Prior to ruxolitinib, patients received an average of 2 immunosuppressive agents, with a range of 1-6.
“The prognosis of patients with aGVHD depends mainly on the response of steroid treatment, which is known to be effective in approximately 50% of cases. Indeed, the mortality rate of steroid-refractory or recurrent aGVHD remains as high as 50% to 70%,” wrote the researchers. “There is currently no standardized second-line strategy for steroid resistant aGVHD.”

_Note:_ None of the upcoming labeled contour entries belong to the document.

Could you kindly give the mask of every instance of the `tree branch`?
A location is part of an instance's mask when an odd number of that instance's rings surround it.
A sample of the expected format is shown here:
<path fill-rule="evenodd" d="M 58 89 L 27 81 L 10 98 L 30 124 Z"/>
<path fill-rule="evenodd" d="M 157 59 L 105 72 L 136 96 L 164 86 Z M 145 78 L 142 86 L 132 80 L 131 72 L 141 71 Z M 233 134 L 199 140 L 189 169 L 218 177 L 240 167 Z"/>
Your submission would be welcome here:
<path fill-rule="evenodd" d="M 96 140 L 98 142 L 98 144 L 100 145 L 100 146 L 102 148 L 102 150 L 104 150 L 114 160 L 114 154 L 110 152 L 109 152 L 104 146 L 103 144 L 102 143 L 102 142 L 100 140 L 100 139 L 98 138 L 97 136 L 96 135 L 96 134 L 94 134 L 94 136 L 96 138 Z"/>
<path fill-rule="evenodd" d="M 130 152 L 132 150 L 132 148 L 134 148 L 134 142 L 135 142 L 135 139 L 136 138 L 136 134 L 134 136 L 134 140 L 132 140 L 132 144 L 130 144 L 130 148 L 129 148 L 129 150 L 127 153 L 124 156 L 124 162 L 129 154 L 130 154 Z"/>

While several immunosuppressive therapies are used in the second line of treatment, they carry variable response rates. For example, Monoclonal anti-TNF𝛼 have demonstrated response rates between 30% and 60%. But, relapse at discontinuation was high at approximately 80%.

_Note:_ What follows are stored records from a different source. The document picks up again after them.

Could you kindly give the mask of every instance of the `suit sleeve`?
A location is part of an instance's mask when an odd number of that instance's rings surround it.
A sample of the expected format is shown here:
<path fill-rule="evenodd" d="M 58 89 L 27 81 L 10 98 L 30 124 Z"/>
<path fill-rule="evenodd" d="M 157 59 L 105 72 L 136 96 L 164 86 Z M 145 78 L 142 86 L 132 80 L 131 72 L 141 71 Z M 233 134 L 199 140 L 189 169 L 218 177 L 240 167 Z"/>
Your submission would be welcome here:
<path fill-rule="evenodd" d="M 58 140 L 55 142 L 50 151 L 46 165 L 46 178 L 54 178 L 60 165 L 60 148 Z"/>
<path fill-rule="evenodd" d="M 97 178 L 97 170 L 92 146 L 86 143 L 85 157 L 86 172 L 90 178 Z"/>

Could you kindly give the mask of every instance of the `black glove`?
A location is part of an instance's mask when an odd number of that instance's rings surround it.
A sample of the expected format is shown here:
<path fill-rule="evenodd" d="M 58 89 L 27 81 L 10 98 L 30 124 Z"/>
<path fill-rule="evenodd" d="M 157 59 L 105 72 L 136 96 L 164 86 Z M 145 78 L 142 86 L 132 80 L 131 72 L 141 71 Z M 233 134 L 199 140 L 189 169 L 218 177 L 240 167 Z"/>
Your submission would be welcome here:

Results of the current study led the researchers to argue that ruxolitinib may be a possible treatment for these patients, including in cases of gastrointestinal involvement or severe GVHD.
A total of 8 patients experienced treatment failure, and 23 patients were alive after a median follow-up of 685 days after their hematopoietic stem cell transplantation and a median 480 days after initiating ruxolitinib treatment.
“CR/PR was a significant factor of survival with a rate of 90% versus 50% in case of treatment failure (P = 0.02),” wrote the researchers. “Nevertheless, we could not find any association of baseline characteristics and CR/PR to ruxolitinib. Neither the number of immunosuppressive agents before using ruxolitinib nor involved organs was significant.”
The researchers were also unable to demonstrate a relationship between ruxolitinib dose and rate of efficacy nor the speed of efficacy. Throughout the study, the median dose of ruxolitinib was 12.6 mg/m2/day.
The study also showed a favorable safety profile of ruxolitinib, with no observed severe hematologic adverse events and with all cytopenias requiring a dose modification resolving.
“Viral replication (including cytomegalovirus, Epstein-Barr virus, and adenovirus) was observed in 41.4% of cases indicating that viral replications need to be closely monitored,” wrote the researchers. “This rate should be interpreted with caution because a comparable frequency of viral replications was reported in children treated with other immunosuppressive drugs, including infliximab, alemtuzumab, and daclizumab.”
Reference
Laisne L, Neven B, Dalle J, et al. Ruxolitinib in children with steroid-refractory acute graft-versus-host disease: a retrospective multicenter study of the pediatric group of SFGM-TC. Pediatr Blood Cancer. Published online July 2, 2020. doi: 10.1002/pbc.28233.